A common sense solution to the Padres ‘problem’ with Wil Myers
What can the San Diego Padres do with Wil Myers? Here is a solution to the team’s problem.
The San Diego Padres’ tortured relationship with Wil Myers may have reached its nadir during the dickering between Boston, and San Diego centered around how much of his contract the Red Sox would have absorbed in a potential trade of Mookie Betts. Unfortunately, Betts seems to have ended up with the nemesis to the north, the Los Angeles Dodgers.
Since general manager A.J. Preller traded Trea Turner for Myers in December 2014, the relationship has been strained. Turner’s early success in Washington D.C. and his ability to play shortstop (a gaping hole in the San Diego infield for years) put pressure on Myers, and he became the poster child for Preller’s early missteps.
After the latest humiliating turn of events for Myers, the Padres should pivot and make peace with him. Myers undoubtedly hasn’t forgotten being named the “Face of the Franchise” and then supplanted at first by Eric Hosmer and his $144 million contract in February of 2018. Nor will he easily forget being stuck at third base for 324.2 innings in 2018, a position he had not played regularly since 2012 when he was in the Kansas City Royals farm system.
Although an apology might be in order, the chances of that happening are slim to none.
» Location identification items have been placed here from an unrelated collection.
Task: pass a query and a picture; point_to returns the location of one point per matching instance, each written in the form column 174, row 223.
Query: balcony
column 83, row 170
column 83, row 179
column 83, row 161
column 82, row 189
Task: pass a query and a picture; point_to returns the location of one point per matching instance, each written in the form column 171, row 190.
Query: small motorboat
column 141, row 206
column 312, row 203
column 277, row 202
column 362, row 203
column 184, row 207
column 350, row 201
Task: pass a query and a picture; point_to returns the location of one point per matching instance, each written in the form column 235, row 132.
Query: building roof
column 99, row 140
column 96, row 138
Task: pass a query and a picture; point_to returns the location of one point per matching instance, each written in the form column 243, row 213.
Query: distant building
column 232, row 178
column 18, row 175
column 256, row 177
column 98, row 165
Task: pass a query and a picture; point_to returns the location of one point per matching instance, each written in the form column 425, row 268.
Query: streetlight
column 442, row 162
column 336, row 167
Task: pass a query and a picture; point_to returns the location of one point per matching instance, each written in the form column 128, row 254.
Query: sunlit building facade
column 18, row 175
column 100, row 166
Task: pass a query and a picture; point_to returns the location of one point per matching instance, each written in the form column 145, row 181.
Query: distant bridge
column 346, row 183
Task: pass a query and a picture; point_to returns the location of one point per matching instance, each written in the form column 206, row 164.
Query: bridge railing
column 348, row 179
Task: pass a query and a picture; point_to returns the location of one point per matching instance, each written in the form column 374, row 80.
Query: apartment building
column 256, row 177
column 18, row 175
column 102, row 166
But the Padres would be wise to signal a change in their attitude toward the former Rookie of the Year (2013 for the Tampa Bay Rays). Any trade will require paying a large portion of his salary, so he might as well play for his pay rather than molder on the bench.
The Padres’ new manager Jayce Tingler, reported to be a great communicator, might be the perfect man for the job. Tingler should assure Myers that the team values his combination of speed and power and promise him playing time in the outfield and at first especially when the Padres face a left-handed pitcher. Since Eric Hosmer bats .231/.281/.321/.601 against lefties as compared to Myers .233/.365/.512/.877, that seems like a no brainer. Myers also would be an upgrade over Hosmer defensively at first. According to FanGraphs, in 2019, Hosmer rated -4 Defensive Runs Saved (DRS). In 2016 and 17, when Myers played regularly at first, he rated at 9 DRS.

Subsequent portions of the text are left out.